Anaplastic thyroid cancer (ATC) demonstrates a myriad of genomic alterations, which could represent targets for therapy, according to the results of a study published in
Anaplastic thyroid cancer (ATC) demonstrates a myriad of genomic alterations, which could represent targets for therapy, according to the results of a study published in Head & Neck.
“Although the genomic landscape of DTCs [differentiated thyroid cancers] such as papillary thyroid cancer (PTC) is well described, the biology and oncogenic drivers of ATC are poorly understood,” wrote authors, led by Saad A. Khan, MD, Division of Hematology and Oncology, University of Texas Southwestern Medical Center, Dallas. “Identifying the true prevalence of genetic abnormalities is challenging, as few cancer centers see enough cases to perform a comprehensive analysis on more than a handful of cases.”
In an exclusive interview with Cancer Network, Jennifer M. Perkins, MD, MBA, Associate Professor of Medicine, Division of Endocrinology, Diabetes, and Metabolism, Duke University, Durham, reflected on the disease. “Anaplastic thyroid cancer is such a devastating disease that is almost uniformly fatal that anything we can discover in terms of targeted therapies may be moving towards a clinical implication that could have an impact on this population. It’s also helpful to know how it differs by age of presentation and by the difference in mutations with traditional differentiated thyroid cancer,” she said.

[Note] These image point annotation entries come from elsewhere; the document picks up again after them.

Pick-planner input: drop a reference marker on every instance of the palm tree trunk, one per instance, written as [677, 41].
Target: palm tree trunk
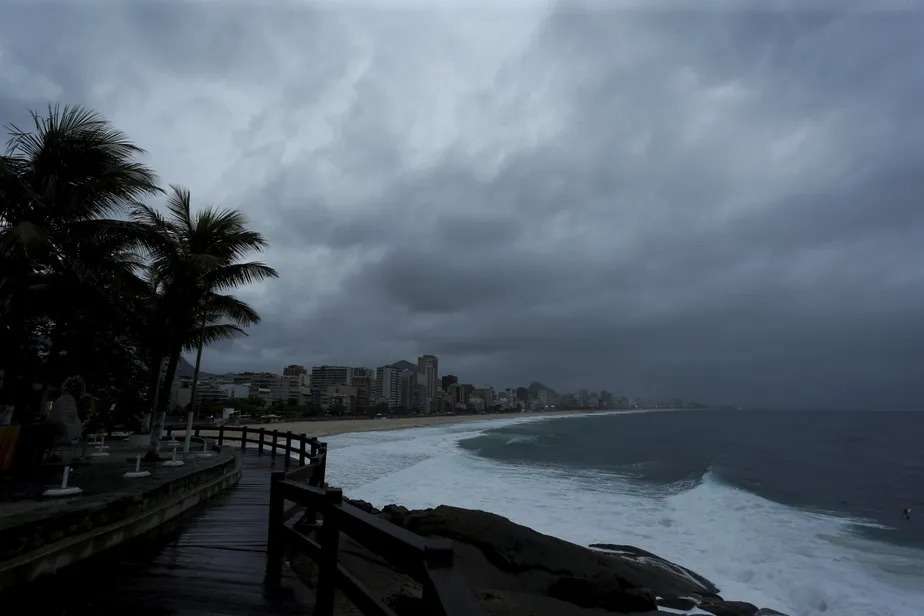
[157, 374]
[160, 411]
[192, 395]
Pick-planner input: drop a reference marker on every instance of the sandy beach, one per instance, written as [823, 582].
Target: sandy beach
[328, 427]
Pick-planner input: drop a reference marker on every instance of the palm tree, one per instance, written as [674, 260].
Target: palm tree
[62, 261]
[194, 259]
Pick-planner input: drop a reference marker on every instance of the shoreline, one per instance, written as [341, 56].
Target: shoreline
[332, 427]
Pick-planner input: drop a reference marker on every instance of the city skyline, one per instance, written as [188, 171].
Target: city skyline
[539, 191]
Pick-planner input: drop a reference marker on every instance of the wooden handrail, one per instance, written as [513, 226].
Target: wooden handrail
[430, 561]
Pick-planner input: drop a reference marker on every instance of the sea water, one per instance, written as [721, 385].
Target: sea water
[800, 512]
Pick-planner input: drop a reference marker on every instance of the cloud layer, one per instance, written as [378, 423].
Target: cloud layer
[721, 204]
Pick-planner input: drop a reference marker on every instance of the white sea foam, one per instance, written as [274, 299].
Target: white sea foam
[754, 549]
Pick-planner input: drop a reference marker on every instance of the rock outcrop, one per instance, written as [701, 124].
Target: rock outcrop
[516, 570]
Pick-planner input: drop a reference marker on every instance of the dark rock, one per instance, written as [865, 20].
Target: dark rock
[591, 593]
[727, 608]
[511, 603]
[515, 548]
[395, 514]
[364, 505]
[628, 552]
[677, 603]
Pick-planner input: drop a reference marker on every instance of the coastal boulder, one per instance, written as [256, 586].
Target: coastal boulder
[615, 578]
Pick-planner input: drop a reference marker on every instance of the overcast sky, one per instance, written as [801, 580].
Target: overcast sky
[713, 203]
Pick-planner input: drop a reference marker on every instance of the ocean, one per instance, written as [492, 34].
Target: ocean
[795, 511]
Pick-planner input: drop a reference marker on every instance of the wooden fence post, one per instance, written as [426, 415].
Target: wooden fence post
[327, 563]
[274, 532]
[323, 470]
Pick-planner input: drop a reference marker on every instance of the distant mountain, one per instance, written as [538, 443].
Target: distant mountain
[184, 368]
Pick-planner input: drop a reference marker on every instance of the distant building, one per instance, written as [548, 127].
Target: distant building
[363, 387]
[339, 398]
[387, 386]
[427, 375]
[447, 380]
[294, 370]
[407, 389]
[324, 376]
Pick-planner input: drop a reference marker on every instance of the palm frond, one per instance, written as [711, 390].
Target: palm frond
[212, 333]
[237, 274]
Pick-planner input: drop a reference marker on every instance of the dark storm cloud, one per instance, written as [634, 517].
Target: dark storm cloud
[719, 203]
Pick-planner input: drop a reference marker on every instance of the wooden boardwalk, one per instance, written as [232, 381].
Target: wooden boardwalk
[212, 563]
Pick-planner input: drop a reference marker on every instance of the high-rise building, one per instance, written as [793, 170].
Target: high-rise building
[387, 386]
[427, 375]
[362, 385]
[294, 370]
[407, 389]
[324, 376]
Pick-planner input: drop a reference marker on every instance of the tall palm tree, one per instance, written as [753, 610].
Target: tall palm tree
[194, 260]
[60, 256]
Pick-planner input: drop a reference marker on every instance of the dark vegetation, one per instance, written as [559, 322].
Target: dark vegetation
[96, 283]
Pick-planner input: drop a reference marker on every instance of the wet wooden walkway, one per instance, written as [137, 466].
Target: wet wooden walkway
[212, 563]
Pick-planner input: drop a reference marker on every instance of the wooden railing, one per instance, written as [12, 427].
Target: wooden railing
[308, 450]
[429, 561]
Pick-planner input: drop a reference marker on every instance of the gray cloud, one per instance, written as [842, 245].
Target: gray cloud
[720, 204]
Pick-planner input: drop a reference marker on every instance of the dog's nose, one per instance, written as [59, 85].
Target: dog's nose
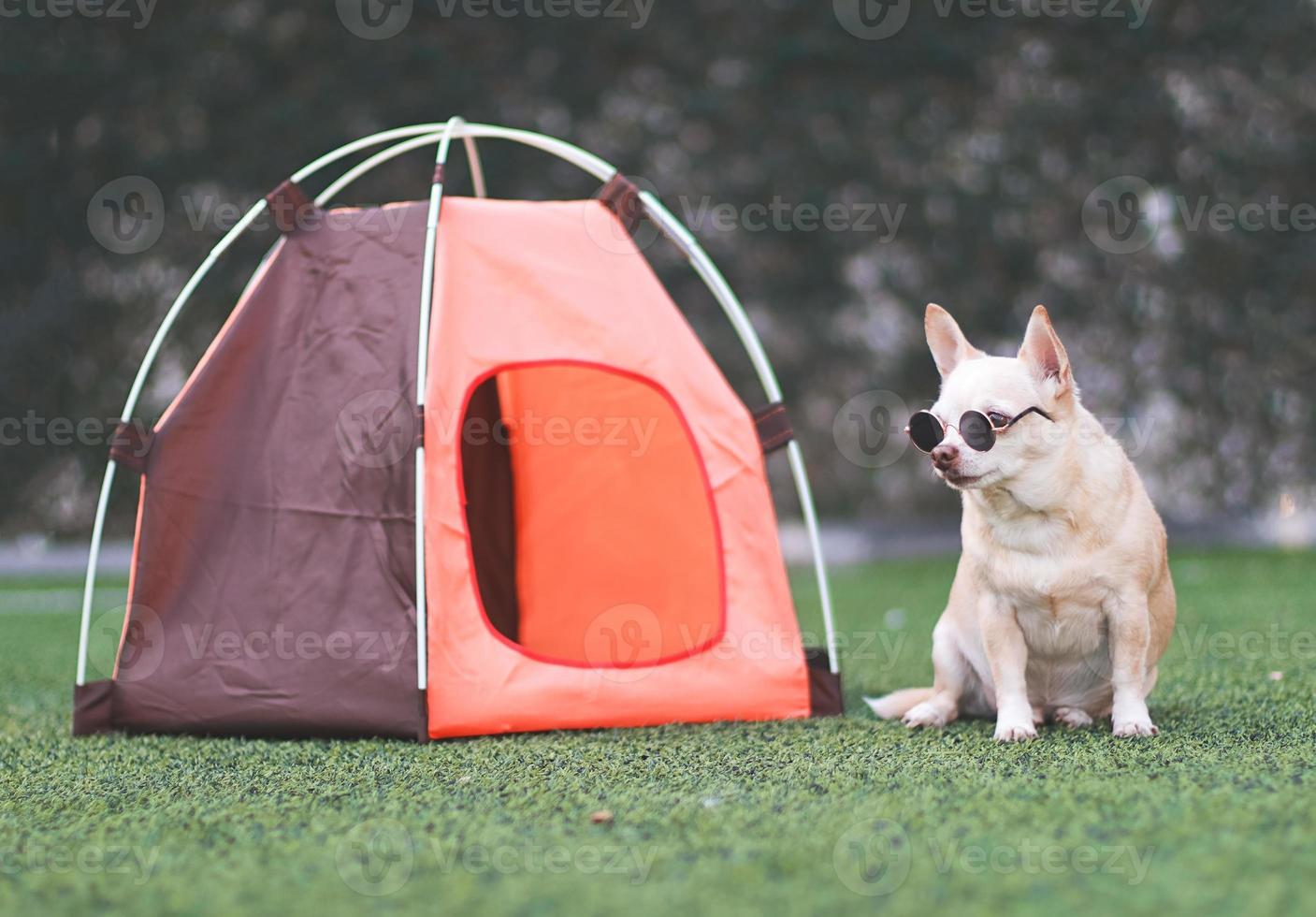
[945, 456]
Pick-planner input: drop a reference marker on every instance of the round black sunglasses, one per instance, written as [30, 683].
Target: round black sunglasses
[927, 430]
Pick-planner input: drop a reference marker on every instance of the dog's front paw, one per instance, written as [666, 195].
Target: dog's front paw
[1015, 731]
[925, 715]
[1135, 728]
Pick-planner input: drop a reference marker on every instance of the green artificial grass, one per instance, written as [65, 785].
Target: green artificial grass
[833, 816]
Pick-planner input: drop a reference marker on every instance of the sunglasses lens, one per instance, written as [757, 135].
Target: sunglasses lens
[976, 430]
[925, 430]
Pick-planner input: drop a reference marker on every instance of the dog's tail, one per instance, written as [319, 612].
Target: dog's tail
[898, 703]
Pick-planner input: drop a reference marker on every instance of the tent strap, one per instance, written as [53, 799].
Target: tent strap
[774, 427]
[621, 196]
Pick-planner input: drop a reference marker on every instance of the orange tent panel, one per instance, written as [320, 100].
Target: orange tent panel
[649, 580]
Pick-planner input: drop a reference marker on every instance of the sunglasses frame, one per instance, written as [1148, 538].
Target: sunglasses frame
[993, 429]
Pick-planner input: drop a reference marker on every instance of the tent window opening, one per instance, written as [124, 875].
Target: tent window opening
[590, 516]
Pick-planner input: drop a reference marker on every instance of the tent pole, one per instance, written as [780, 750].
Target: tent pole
[427, 301]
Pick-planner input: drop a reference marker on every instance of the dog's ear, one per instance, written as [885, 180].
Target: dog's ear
[1044, 354]
[947, 343]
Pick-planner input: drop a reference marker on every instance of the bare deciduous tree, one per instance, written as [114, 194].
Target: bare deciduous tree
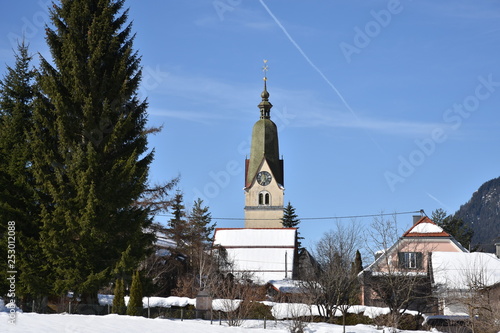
[398, 278]
[334, 283]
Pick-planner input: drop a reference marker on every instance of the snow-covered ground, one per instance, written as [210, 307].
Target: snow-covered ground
[65, 323]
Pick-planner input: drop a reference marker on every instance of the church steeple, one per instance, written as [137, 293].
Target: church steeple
[265, 106]
[264, 170]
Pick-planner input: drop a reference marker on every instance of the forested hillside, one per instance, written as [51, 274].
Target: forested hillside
[482, 212]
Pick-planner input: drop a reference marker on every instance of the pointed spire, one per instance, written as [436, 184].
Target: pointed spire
[265, 106]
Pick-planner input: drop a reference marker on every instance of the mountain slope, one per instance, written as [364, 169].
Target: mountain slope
[482, 212]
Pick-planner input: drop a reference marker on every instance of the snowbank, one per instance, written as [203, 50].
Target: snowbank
[65, 323]
[152, 302]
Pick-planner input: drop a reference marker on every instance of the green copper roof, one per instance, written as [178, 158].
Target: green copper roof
[264, 143]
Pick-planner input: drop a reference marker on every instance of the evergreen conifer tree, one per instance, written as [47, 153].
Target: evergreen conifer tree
[90, 146]
[200, 224]
[291, 220]
[19, 201]
[134, 307]
[118, 300]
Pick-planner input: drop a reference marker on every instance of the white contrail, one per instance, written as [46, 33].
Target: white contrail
[317, 69]
[307, 59]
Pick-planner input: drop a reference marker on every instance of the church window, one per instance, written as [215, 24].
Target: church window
[264, 199]
[410, 260]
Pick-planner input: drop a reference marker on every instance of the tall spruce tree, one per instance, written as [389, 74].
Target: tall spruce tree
[19, 201]
[90, 146]
[291, 220]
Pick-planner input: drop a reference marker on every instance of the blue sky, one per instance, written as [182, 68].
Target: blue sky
[382, 106]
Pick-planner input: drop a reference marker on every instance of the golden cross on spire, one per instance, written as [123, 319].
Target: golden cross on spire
[265, 68]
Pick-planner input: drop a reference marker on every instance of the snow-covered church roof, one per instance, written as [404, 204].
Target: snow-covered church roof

In the current study, researchers performed comprehensive genomic profiling on 90 ATC specimens with identified base substitutions, short insertions and deletions, amplifications, copy number alterations, and genomic rearrangements in as many as 315 cancer-related genes and 28 genes commonly rearranged in cancer.
The median patient age was 65 years (range, 33-86 years, 50 men). Per each case, there was a mean of 4.2 genomic alterations (range, 1-11), including the following: TP53 (66%), BRAF (34%), TERT (32%), CDKN2A (32%), and NRAS (26%). Notably, BRAF V600E and NRAS/HRAS/KRAS alterations were not found in the same patients. When broken down by age, BRAF, CDKN2A, PIK3CA, and JAK2 were more common in those >70 years of age; whereas, myc, PTEN, and NRAS were more frequent in those ≤50 years.
Previous research has demonstrated that akin to DTC, many cases of ATC demonstrate BRAF and RAS abnormalities; however, a pathognomonic ATC genomic marker has yet to be elucidated. The current study centered on 90 ATC patient samples from the FoundationOne platform, which documented genetic abnormalities in 583 DTC cases and 196 ATC cases. Novel aspects of the current study include a focus on patient-age variation, as well as a closer look at mutations of therapeutic importance.
“There may be distinct pathways to the development of ATC in older vs younger patients. ATC in older individuals may represent cancer that arises or transforms from long-standing BRAF-mutated DTC that then dedifferentiated, whereas in younger patients there may have been de novo development of ATC without the concurrent presence of DTC with its high rates of BRAF mutation,” wrote the study authors.
Dr. Perkins pointed to strengths of the study. “I think parsing it out by age in what mutations were most common is helpful. It also raises awareness about getting genomic profiling in patients with these aggressive, unfortunate cancers because now it may impact therapeutic choices. We have a BRAF and MEK inhibitor that are approved so knowing the genetic profile of ATC could change the path of treatment,” she said.
“This study elaborates on potential targeted therapy for patients with ATC. Some of these agents have been in trials while others approved. Some of the genomic profiling findings in this study are not new. Some of the rarer things they found in their cohort are not very prevalent mutations, so we will have to see how much clinical impact that will have in future studies,” she continued.
Dr. Perkins encouraged other clinicians to consider the findings of this study closely. “It’s really important for people who are not at large academic centers to be evaluating the literature. Because if you are out in the community and don’t have access to clinical trials or genomic profiling for these patients, if possible, the patients should be seen at centers of excellence because there’s potentially more options for care such as targeted therapy and/or clinical trials.”
Looking forward, the current findings need validation of genomic analysis in a higher-powered study using whole genome or exome techniques to add to the targeted panel approach utilized in the current study, according to the authors. Furthermore, future clinical trials could identify patients with genomic alterations with worse prognosis thus resulting in escalated treatments. Conversely, patients with better prognosis could have treatments scaled back.